Dear Annie: An old friend is judging me without getting my side of the story

Dear Annie: An old friend is judging me without getting my side of the story

Dear Annie: I have known one of my friends, “Pam,” for more than 50 years, and at times she has been a very good friend. She and her husband introduced me to my now-ex-husband and were both in my wedding party.

Last year, I had a disagreement with a mutual friend, “Sharon.” Quite frankly, I thought Sharon was in the wrong, but I decided her friendship was more important than who was right and who was wrong. I apologized to Sharon and took the blame.

When we all had our 50th high school reunion recently, Pam hung out with Sharon and only briefly said hello to me, though her husband came over to talk to me.

More recently, she sent me an email saying that my ex-husband had come to visit her husband and her. She said that he looked badly, and he told her that my children have not been there for him, which is not the truth. She told me I should speak with my adult children and tell them to visit him more.

I feel that in both instances — with Sharon and my ex-husband — Pam judged me without hearing my side of the story. I would never dream of telling her that her two kids were not assisting her or her husband without knowing more.
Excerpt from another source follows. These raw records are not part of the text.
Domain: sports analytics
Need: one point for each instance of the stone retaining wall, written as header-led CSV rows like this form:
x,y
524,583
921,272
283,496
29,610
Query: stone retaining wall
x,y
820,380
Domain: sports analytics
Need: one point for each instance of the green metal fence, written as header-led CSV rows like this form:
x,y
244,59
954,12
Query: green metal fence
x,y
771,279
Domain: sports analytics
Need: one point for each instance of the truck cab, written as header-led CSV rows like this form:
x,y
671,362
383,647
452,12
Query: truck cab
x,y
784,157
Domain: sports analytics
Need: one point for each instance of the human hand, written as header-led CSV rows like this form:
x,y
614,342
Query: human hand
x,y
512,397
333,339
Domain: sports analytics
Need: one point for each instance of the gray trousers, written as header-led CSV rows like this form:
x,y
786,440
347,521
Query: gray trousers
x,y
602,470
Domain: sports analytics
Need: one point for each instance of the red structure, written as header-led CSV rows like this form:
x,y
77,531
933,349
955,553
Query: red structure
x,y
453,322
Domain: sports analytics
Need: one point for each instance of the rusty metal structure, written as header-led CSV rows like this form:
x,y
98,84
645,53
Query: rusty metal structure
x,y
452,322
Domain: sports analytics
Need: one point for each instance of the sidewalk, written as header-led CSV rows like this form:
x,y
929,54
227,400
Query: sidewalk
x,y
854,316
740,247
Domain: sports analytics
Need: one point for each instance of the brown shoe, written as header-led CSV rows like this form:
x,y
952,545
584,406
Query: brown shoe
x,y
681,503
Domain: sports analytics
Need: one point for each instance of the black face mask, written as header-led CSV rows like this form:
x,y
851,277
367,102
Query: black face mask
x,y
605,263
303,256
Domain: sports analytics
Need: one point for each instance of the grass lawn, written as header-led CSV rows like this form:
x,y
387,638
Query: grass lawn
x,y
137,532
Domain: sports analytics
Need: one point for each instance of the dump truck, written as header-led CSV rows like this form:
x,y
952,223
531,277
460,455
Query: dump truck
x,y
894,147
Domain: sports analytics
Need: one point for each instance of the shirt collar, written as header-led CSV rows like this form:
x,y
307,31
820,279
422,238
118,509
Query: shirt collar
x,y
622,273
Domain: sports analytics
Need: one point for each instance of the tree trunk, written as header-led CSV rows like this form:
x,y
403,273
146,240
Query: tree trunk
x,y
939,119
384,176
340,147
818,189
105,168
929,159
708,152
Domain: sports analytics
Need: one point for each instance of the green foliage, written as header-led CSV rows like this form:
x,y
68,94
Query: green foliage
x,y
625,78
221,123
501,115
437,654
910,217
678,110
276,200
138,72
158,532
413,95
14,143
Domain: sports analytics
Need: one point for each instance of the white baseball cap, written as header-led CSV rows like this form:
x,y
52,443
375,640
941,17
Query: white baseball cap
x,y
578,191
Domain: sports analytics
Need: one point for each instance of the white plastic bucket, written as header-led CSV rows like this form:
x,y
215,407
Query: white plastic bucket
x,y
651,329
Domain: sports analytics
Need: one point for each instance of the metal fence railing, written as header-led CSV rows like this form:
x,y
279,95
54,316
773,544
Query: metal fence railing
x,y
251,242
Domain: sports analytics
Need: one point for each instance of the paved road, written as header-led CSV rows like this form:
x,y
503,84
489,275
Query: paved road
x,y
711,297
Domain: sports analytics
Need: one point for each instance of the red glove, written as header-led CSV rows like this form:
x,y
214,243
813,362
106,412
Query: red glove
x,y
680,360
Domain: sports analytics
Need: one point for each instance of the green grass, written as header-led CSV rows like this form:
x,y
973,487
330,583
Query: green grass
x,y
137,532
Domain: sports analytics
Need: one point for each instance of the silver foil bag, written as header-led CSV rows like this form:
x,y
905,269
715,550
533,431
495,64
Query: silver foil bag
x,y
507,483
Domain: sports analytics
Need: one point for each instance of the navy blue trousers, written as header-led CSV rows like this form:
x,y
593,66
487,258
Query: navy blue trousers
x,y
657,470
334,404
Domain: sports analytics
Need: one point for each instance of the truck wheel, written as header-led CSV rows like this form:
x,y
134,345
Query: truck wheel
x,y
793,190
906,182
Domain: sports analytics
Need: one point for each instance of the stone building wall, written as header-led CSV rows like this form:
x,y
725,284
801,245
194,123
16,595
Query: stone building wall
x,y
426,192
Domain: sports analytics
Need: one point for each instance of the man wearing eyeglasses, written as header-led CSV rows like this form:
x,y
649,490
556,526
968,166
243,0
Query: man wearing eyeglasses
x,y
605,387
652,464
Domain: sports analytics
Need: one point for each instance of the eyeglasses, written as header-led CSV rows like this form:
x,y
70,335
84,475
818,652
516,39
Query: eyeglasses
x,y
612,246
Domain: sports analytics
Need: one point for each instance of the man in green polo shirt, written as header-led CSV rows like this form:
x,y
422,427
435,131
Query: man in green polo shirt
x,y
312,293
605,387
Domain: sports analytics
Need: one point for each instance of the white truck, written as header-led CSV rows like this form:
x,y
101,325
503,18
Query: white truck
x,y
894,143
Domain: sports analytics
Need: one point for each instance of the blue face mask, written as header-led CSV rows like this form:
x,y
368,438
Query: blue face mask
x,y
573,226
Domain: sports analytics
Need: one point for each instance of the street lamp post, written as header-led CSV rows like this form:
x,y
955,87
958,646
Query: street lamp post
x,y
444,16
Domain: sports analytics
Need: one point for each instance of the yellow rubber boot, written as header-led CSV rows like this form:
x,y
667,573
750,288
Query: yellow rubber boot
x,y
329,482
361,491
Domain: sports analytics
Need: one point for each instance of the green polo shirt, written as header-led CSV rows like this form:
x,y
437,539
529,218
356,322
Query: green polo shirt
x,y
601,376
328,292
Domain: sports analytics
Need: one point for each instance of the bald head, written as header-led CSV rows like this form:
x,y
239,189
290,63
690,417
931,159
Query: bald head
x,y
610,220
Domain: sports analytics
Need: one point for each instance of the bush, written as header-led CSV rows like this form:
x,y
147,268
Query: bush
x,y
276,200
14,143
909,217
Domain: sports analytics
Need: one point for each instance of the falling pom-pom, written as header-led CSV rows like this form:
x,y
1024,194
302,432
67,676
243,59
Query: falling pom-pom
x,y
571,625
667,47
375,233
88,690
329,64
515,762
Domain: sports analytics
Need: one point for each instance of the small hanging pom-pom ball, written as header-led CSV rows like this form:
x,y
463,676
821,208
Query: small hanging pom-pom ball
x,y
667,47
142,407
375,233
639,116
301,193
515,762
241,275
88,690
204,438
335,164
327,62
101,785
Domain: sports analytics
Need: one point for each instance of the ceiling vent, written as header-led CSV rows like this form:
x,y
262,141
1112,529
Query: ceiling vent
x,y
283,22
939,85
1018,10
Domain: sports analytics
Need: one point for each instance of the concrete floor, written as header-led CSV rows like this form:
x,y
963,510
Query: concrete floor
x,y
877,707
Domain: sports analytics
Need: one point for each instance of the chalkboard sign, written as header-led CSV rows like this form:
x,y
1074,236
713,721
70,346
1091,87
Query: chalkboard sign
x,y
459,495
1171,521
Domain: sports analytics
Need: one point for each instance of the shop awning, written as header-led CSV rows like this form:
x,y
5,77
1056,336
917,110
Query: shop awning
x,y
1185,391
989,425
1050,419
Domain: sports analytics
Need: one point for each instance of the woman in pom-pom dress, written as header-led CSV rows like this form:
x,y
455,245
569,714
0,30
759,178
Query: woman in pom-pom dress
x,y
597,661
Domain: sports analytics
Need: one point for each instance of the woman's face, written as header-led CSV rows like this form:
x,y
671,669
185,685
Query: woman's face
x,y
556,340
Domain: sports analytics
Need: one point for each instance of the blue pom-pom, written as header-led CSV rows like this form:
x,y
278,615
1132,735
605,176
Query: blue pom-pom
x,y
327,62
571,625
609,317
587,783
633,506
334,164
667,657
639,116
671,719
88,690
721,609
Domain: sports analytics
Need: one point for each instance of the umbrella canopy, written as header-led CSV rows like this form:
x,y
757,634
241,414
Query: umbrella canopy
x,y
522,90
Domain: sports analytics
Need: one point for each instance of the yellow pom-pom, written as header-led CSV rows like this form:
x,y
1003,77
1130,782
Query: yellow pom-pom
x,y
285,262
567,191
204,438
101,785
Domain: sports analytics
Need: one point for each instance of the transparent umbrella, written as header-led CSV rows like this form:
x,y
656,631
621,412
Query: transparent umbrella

How should I handle this? — Friends Like These

Dear Friends Like These: It is inevitable that people will make assumptions and judgments about one another’s personal business. It’s petty, foolish — and utterly human. Trust yourself and your decisions and put no stock in others’ uninformed opinions of your life. You can’t manage everyone’s perception of you, and you’ll go crazy trying.

That said, you can and should tell a friend when she’s been hurtful. Share with Pam what you shared with me: You would never presume to tell her how she should manage her personal affairs, and you hope she will put herself in your shoes and see how her comments could come across as judgmental.

Dear Readers: Today’s column originally ran in 2019.